W porównaniu z rokiem 2013, aż o 31% więcej posiadaczy smartfonów korzysta z aplikacji mobilnych – w sumie 46%. Dziś z ich pomocą można zrobić prawie wszystko: od kupienia biletów do różnych miejsc czy środków komunikacji, przez sprawdzenie najlepszych restauracji w mieście, po płacenie za zakupy. Wiele aplikacji jest tak przydatnych, że zaczynamy się zastanawiać, jak mogliśmy do tej pory funkcjonować bez nich.
Znajdź, Zainstaluj, Oszczędzaj
Najczęściej ściągane programy są często po prostu mobilnymi wersjami swoich webowych odpowiedników, jak np. Skype czy Facebook Messenger. Dzięki temu, że możemy je mieć stale przy sobie, nie tylko ułatwiają nam komunikację, ale też pozwalają oszczędzać pieniądze. Rozmowy na Skypie czy Facebooku nic przecież nie kosztują (no może poza transferem Internetu). Na inny poziom oszczędności przenosi nas aplikacja Yanosik i jej młodszy brat Yanosik AutoStop. Ta pierwsza to legalny antyradar, dzięki któremu można uniknąć mandatów i ominąć korki.

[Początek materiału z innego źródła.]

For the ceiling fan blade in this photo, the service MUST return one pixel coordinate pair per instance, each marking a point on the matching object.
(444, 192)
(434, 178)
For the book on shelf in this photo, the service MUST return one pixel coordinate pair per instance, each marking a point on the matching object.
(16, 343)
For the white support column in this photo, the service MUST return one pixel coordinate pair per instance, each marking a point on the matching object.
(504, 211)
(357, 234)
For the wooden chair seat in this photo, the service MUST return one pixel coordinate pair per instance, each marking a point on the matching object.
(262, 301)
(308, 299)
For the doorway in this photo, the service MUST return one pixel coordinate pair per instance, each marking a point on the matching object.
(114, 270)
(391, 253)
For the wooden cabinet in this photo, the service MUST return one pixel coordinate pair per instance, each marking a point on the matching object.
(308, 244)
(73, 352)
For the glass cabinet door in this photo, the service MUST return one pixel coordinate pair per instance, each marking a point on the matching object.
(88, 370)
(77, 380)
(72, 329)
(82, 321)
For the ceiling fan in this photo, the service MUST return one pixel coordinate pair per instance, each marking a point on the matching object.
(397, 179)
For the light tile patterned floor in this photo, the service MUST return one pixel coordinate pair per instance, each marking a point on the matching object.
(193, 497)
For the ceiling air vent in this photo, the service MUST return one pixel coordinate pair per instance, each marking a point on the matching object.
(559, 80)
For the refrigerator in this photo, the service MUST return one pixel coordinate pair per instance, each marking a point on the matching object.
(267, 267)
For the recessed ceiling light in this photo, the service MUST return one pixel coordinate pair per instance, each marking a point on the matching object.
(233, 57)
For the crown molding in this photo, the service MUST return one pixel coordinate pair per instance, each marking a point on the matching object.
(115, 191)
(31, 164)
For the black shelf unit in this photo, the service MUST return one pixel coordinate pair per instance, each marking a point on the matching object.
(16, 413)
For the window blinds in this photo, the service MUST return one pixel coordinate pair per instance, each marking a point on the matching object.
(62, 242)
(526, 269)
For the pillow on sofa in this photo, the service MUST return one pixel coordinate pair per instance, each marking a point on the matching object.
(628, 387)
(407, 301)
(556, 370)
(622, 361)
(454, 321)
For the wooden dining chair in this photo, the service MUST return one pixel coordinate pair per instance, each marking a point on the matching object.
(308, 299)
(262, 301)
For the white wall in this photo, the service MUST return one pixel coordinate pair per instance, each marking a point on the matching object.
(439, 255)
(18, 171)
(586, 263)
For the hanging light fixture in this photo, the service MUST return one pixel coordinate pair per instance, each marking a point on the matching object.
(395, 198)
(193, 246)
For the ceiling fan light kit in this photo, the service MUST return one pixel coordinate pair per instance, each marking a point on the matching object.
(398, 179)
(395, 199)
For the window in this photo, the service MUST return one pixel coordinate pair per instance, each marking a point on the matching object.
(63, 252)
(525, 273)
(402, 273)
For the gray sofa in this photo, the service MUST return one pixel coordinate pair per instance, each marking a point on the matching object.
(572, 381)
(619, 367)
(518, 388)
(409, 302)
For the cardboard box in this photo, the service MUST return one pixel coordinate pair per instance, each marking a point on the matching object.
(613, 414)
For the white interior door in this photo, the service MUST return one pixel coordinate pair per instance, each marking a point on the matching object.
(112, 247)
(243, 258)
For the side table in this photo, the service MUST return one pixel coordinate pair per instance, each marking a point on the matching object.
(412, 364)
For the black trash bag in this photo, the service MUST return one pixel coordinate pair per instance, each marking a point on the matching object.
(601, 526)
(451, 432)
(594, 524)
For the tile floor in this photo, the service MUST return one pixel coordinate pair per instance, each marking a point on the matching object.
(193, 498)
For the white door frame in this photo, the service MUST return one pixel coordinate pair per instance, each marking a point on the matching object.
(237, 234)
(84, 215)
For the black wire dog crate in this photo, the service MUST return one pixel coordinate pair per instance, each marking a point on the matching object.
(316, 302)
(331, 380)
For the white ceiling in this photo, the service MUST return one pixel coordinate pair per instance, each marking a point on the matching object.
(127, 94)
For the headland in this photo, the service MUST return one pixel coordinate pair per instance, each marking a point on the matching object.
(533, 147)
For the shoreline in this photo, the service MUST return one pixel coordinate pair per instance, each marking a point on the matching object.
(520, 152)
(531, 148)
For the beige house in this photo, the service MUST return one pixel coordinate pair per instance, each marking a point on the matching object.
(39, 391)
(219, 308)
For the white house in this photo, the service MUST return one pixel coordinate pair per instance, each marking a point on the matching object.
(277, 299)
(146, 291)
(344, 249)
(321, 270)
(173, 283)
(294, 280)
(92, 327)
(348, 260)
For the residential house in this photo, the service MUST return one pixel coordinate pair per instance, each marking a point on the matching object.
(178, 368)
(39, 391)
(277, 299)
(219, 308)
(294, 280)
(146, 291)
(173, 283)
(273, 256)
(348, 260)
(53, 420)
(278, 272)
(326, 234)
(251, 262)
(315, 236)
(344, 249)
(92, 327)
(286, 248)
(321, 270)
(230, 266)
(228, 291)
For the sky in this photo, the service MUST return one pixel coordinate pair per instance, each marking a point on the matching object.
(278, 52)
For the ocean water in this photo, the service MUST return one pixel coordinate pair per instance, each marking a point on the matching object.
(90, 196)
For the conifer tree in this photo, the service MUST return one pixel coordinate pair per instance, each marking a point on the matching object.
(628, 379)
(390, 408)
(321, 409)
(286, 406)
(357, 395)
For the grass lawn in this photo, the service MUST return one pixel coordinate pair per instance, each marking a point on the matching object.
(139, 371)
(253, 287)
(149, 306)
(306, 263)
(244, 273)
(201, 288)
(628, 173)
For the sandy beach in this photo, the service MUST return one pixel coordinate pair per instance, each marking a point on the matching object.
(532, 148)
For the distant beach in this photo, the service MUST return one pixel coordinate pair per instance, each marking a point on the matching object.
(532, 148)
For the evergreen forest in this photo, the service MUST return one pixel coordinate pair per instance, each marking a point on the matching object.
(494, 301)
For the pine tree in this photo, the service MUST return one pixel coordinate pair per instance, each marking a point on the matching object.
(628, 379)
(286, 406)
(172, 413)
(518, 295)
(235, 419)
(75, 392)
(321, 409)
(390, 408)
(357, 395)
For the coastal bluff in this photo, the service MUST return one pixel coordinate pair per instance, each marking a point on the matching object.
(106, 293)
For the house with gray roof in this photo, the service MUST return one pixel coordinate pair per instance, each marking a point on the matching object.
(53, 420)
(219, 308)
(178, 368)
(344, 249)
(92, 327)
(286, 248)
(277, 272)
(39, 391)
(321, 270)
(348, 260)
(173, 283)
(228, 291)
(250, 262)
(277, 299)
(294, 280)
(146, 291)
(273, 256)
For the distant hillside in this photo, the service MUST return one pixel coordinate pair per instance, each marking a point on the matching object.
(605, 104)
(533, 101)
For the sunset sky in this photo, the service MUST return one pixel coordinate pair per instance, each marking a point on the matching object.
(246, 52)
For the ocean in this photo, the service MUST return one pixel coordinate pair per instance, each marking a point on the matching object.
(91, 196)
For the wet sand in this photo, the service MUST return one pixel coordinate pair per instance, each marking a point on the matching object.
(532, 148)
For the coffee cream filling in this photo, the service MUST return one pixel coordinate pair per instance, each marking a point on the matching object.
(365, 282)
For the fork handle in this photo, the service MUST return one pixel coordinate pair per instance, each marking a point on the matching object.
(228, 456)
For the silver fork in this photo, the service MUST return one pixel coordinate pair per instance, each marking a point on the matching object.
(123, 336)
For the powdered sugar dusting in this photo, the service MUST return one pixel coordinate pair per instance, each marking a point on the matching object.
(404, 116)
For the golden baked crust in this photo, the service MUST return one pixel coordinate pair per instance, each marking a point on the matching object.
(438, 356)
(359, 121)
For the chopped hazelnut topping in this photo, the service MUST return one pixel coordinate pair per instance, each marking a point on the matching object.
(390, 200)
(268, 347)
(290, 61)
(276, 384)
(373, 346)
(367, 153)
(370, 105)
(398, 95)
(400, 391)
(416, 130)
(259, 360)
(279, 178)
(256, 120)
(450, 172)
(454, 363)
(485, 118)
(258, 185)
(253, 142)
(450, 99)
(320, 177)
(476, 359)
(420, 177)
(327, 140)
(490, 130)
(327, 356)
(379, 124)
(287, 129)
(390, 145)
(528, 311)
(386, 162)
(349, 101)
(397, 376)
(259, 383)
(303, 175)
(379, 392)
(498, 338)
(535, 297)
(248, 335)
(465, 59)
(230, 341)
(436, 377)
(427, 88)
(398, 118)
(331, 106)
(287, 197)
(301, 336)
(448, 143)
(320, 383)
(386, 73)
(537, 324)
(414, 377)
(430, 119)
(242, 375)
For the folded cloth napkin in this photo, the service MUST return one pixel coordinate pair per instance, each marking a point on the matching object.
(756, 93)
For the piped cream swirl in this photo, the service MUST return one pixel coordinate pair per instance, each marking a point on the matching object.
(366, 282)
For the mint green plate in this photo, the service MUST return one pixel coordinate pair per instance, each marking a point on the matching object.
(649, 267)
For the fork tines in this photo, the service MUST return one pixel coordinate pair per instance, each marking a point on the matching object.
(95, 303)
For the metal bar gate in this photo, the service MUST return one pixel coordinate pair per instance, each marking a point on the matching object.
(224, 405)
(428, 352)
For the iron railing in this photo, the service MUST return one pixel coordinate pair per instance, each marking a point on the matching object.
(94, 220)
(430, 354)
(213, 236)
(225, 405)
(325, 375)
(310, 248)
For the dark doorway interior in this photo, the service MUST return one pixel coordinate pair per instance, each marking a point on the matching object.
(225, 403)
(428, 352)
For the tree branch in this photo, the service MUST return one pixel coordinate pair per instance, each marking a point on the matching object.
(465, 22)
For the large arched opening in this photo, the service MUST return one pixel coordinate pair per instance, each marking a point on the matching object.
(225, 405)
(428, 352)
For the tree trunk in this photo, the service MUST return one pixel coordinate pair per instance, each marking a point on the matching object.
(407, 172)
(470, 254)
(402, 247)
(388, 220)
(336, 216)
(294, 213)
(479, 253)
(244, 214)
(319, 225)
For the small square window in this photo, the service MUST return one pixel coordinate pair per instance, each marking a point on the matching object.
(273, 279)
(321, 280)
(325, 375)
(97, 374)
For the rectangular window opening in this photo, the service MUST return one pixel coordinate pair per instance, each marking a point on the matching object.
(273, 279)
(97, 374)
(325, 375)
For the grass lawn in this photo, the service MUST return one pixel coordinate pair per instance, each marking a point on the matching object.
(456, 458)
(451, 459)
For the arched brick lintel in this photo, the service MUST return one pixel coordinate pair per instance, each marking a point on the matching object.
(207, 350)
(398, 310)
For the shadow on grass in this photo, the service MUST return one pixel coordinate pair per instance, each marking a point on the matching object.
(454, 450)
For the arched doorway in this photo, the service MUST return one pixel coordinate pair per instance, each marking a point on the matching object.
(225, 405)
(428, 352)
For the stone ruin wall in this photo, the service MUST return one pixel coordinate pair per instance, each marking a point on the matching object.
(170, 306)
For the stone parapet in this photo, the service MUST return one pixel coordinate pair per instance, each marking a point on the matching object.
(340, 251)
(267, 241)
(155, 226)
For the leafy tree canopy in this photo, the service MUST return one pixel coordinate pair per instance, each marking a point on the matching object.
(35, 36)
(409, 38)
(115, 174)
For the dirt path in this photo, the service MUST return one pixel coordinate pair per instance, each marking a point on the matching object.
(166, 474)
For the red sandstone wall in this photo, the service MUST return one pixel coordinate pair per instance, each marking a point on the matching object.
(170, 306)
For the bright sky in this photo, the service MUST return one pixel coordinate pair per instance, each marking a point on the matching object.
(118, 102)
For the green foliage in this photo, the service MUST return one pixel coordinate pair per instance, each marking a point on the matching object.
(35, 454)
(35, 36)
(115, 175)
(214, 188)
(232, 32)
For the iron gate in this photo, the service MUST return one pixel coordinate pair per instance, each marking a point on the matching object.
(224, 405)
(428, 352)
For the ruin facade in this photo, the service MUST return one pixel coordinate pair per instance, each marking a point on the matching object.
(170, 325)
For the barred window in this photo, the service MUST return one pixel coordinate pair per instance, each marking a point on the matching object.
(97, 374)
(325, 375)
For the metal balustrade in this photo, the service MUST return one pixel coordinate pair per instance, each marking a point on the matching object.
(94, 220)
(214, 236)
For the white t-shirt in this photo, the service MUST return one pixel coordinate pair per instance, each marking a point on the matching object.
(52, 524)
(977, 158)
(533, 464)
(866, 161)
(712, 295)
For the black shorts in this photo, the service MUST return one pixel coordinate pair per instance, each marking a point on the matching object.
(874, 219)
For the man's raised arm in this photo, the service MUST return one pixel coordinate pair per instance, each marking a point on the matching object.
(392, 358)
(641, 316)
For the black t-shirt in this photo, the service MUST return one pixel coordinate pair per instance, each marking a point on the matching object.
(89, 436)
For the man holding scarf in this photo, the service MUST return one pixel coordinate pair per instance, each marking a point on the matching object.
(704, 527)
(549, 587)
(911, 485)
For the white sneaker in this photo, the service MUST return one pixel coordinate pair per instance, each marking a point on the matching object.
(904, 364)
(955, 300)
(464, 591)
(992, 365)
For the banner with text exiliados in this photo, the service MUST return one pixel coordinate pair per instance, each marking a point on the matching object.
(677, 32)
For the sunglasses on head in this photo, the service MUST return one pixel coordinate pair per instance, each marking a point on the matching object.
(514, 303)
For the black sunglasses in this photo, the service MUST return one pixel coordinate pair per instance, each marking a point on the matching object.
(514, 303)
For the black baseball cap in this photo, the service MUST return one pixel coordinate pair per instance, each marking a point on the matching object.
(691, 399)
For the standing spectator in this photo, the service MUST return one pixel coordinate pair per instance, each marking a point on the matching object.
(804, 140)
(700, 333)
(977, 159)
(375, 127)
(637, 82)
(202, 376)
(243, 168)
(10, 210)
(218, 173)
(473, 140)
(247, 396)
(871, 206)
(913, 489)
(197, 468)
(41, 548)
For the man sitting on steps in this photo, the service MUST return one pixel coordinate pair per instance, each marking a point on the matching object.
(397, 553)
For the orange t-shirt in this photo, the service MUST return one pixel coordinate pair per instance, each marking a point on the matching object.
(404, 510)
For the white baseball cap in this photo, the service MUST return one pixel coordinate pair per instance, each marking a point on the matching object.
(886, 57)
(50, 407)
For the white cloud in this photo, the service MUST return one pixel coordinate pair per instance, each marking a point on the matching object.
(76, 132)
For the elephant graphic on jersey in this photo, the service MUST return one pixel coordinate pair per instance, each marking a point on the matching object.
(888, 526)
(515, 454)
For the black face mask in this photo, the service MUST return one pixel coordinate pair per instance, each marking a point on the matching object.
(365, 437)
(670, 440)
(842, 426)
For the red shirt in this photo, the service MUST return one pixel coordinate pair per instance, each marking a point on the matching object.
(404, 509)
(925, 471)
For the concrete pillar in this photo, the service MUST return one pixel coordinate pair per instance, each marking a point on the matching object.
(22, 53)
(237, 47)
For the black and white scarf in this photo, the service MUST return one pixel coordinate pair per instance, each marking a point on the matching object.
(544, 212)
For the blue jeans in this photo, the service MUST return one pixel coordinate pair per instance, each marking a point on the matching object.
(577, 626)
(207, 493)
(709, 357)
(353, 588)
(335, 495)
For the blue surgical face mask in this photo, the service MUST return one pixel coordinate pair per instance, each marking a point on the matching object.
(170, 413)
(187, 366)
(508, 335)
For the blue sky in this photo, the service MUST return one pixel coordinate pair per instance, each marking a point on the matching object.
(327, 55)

Druga pozwala za to na zaplanowanie wspólnych przejazdów między pasażerami a kierowcami podróżującymi z Yanosikiem (tzw. carpooling/carsharing), a tym samym dzielenie kosztów przejazdu – Nie jesteśmy wyjątkiem wśród osób, które wykorzystują potencjał aplikacji mobilnych. Polacy szukają udogodnień i oszczędności na co dzień, a nasze aplikacje to właśnie zapewniają – mówi Adam Tychmanowicz, twórca Yanosika i Yanosika AutoStop.
Ochrzcij się, wyspowiadaj, zeskanuj biust koleżanki
Niektóre aplikacje są tak absurdalne, że trudno odgadnąć, co kierowało programistami, gdy je tworzyli. Trudno zakwalifikować je do „must have”. Dla niektórych mogą jednak stanowić ciekawe gadżety. Dzisiaj przy pomocy telefonu sprawdzisz, czy arbuz jest dojrzały (Melon Meter), ochrzcisz siebie i swoich najbliższych (Baptizer), wyspowiadasz się (Confession), a nawet sprawdzisz rozmiar biustu swojej żony czy koleżanki (Bra Scanner).
Te i inne absurdalne pomysły nie znajdują wielu zwolenników. To raczej ciekawostki, które nie zastąpią rzeczywistości. W kontekście aplikacji, podobnie jak w wielu innych dziedzinach życia, warto zachować równowagę. Czy ludzie rozleniwią się i za kilka lat nie będą już potrafili wykonać najprostszej czynności bez pomocy technicznej? To scenariusz jak z filmu Science Fiction, ale przy poziomie wzrostu nowości technologicznych, nie jest już tak abstrakcyjny. Warto zatem zachować zdrowy rozsądek, wybierając to, co jest naprawdę przydatne.